Symptoms account for over half of all outpatient visits1 and are associated with substantial impairments in health-related quality of life, work-related disability, and increased healthcare costs.1,2,3 Further, symptoms that are unexplained, multiple, or persistent lead to mutual patient and clinician dissatisfaction.4, 5 Nonetheless, symptoms have been underemphasized in research and clinician training, thereby leading to suboptimal recognition and management in patient care.6

The SPADE pentad (sleep problems, pain, anxiety, depression, and low energy/fatigue) is especially important for several reasons. First, the five SPADE symptoms are the most prevalent, chronic, disabling, and undertreated symptoms in both the general population7, 8 and clinical practice.2, 8,9,10 Second, they cause additive impairment and adversely affect treatment response of one another.2, 11,12,13 Third, the SPADE symptoms are ubiquitous across most medical and mental disorders. Fourth, these symptoms commonly cluster3, 14,15,16,17,18,19,20,21,22,23 so that clinically unbundling the SPADE cluster is both difficult and perhaps counterproductive.

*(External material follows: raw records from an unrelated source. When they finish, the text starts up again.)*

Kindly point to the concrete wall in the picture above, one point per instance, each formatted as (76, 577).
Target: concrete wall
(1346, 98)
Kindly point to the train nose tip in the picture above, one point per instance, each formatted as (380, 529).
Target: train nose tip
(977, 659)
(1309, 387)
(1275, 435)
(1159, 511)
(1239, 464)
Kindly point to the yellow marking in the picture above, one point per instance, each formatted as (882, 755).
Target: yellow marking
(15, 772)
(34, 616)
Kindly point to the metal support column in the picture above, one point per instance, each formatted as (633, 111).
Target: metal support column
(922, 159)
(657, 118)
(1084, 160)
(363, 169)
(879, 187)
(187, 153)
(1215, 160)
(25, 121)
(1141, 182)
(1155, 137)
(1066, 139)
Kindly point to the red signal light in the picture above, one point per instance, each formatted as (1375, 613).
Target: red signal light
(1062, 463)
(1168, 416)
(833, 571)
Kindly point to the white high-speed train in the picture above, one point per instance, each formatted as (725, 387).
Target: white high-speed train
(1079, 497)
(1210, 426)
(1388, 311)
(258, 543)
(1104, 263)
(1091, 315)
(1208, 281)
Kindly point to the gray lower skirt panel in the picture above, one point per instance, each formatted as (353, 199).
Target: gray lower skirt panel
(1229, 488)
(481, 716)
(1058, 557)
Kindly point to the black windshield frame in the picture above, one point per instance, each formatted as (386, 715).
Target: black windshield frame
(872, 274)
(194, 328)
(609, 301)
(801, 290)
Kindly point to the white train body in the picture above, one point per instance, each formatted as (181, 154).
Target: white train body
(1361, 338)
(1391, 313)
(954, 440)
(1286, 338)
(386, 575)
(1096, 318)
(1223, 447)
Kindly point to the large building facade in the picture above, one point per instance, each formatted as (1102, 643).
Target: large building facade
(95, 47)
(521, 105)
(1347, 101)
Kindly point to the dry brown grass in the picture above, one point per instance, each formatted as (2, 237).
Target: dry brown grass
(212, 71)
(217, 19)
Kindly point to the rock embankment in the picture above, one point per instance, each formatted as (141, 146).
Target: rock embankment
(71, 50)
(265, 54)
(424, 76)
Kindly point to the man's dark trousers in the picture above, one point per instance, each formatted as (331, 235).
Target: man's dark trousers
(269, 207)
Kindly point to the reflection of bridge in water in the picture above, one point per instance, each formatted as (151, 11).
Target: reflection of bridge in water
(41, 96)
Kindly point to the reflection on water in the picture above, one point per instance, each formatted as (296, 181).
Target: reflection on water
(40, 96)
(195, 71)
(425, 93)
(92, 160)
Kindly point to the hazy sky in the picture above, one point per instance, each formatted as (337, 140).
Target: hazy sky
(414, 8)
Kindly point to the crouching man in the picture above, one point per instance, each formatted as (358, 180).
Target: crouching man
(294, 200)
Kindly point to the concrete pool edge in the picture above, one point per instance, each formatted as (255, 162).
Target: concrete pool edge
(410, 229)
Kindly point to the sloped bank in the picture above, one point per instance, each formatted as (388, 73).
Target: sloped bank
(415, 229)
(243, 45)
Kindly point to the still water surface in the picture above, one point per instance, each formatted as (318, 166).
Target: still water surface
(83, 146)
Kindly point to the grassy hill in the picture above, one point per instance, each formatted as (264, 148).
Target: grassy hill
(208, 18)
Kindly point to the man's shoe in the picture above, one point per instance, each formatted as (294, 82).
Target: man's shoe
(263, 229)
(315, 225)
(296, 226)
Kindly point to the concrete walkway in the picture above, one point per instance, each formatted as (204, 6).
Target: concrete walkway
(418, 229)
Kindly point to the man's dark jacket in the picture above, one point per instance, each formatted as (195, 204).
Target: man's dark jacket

Interest is building in incorporating patient-reported outcome measures (PROs) into clinical practice12, 24,25,26 based upon the untested assumption that providing this information to clinicians and patients will change outcomes. Moreover, a number of PRO initiatives have occurred in specialty clinics which focus on a narrower range of diseases and outcomes. In contrast, the primary care clinician is responsible for managing all or most of a patient’s acute and chronic conditions, and therefore is particularly challenged27 in deciding how many and which PROs to administer. The PROMIS (patient-reported outcome measurement information system) measures are an extensively tested set of public domain PROs, and SPADE symptoms constitute 5 of the 7 domains assessed by the PROMIS 29-, 43-, and 57-item profiles (www.healthmeasures.net). The objective of this randomized clinical trial was to assess the effectiveness of providing PROMIS symptom scores to primary care clinicians on patient outcomes.

METHODS

Study Design and Participants

In this prospective, two-arm randomized clinical trial, patients were recruited from March 2015 through April 2016 from urban academic primary care clinics in which both faculty and residents provide care. Upon checking in for their clinic visit, patients were asked to complete a five-item symptom screener adapted from the MD Anderson Symptom Inventory28 rating the severity of SPADE symptoms on a 0 to 10 scale. Patients were eligible if they were ≥ 18 years old and English-speaking, received care from a participating primary care clinician, and reported a severity score ≥ 4 for at least one SPADE symptom. The study was approved by Indiana University’s institutional review board.

Randomization

After providing informed consent and completing the PROMIS measures on a touch-screen tablet, participants were allocated to the feedback or control group in randomly alternating computer-generated blocks of 2 and 4. Randomization occurred at the level of the patient in order to control for clinician factors likely to influence symptom evaluation and management.

Interventions

For patients randomized to the feedback arm, their clinician was provided, just before the encounter, a printed bar graph of PROMIS symptom scores (Fig. 1). The PROMIS numeric scores for all five SPADE symptoms were specified on the graph, and elevated scores (T-scores ≥ 55) were further highlighted by including threshold lines and making symptom bars that crossed the threshold line red.29 Patients randomized to the control group completed the same study measures as the feedback group, but scores were not provided to their clinician.

Fig. 1
figure 1

Visual display of PROMIS symptom scores provided to physicians in feedback group.

Outcomes

The PROMIS30 profile-29 includes 4-item scales for 7 domains; 5 of these domains were used for this study—sleep, pain, anxiety, depression, and fatigue—as they reflected the SPADE symptoms. Each PROMIS scale provides a raw score, ranging from 4 to 20. Raw scores can be converted to T-scores using the PROMIS conversion tables. A T-score of 50 on each PROMIS symptom scale represents the general population norm (i.e., mean), and each 10-point deviation represents one standard deviation (SD) from the population norm. A cut point of ≥ 55 was used to represent a clinically elevated symptom score as this is 0.5 SD worse than the population mean, which is traditionally considered a moderate effect size.31

The enrollment clinic visit note from the electronic health records was reviewed to assess clinical documentation of SPADE symptoms and SPADE-specific diagnostic and treatment actions. Coding criteria were adapted from previous chart review studies of symptoms,10, 32 and study team members were trained in use of the coding criteria. Every clinic note was independently coded by two study team members who were blinded to study group. Coding disagreements were arbitrated by a study investigator (KK).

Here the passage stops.